Landsman, who lives in New Jersey, subsequently tried to set up a date with Feterman. Her son has a store, Taste Wine Co., on Third Ave. in the East Village, and she figured she could also visit her friend when she came into the city to see him. But Feterman declined, after having earlier in the phone conversation mentioned she was embarrassed by her teeth.

Landsman and some of Feterman’s other Ramaz friends are now concerned that Feterman may have been buried in an unmarked mass grave in potter’s field on Hart Island. Although officials did know Feterman’s identity — apparently she had ID on her when she killed — it’s likely that no one came forward to claim her body.

“Several of us who went to school with her would like to have her reinterred in a Jewish cemetery to acknowledge her existence,” Landsman said. “There are a bunch of us who would contribute to the burial.”

One idea, she said, is for the Ramaz School or Feterman’s family to sue the driver who fatally struck her, and for the damages money then to be used to create a scholarship fund in Feterman’s name at her alma mater. That would be fitting, Landsman said, since Feterman was a scholarship student.

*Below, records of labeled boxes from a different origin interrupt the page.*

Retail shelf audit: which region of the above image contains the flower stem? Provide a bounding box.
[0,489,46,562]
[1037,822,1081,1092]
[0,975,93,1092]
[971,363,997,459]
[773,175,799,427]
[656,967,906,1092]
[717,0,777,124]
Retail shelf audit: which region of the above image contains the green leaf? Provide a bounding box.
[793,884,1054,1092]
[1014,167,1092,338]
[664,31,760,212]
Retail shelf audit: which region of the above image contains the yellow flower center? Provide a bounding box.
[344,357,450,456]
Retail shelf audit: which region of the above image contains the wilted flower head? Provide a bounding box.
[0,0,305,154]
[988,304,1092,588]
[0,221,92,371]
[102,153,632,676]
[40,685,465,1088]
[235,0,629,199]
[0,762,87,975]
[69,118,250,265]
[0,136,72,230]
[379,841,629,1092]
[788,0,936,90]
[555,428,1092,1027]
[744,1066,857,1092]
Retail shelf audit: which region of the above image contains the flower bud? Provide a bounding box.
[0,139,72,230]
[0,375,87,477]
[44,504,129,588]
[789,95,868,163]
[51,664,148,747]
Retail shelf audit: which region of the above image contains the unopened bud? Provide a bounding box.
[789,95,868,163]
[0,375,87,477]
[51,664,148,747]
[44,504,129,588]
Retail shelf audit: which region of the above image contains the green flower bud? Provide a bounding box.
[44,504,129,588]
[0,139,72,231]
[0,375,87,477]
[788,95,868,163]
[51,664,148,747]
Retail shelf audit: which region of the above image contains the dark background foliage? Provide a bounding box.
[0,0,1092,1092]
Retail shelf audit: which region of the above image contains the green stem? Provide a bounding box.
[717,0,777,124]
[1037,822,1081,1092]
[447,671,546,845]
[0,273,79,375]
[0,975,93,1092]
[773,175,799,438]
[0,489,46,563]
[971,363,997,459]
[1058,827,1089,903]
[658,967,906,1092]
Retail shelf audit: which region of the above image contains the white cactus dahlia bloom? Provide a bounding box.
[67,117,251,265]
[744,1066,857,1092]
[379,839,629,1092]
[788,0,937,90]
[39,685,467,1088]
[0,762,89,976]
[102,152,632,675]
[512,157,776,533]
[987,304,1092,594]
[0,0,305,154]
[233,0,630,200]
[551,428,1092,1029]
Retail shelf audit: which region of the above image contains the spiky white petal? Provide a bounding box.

A spokesperson for the New York City Office of the Chief Medical Examiner did not respond to a request for information on where Susan Feterman was buried.

2 Comments

  1. Linda Haftel Taylor Linda Haftel Taylor June 22, 2020

    Thank you Lincoln, a very nice article.
    Linda

  2. Anthony Anthony June 22, 2020

    In case you can’t locate dear Susan, she is in good company and sacred ground on Hart’s Island. I always planed to be cremated, but when I heard of the mass burials at Hart, I took the bus to City Island and got as close as I could. Meditated upon its shore across the channel. I though, that’s where I want to be…with this great unnamed humanity. Not that they are there, but an overwhelming sense of solidarity was felt. It’s a blessed place for all people, no matter religion. It’s been made sacred by such souls as Susan. All the best. Ride on Susan.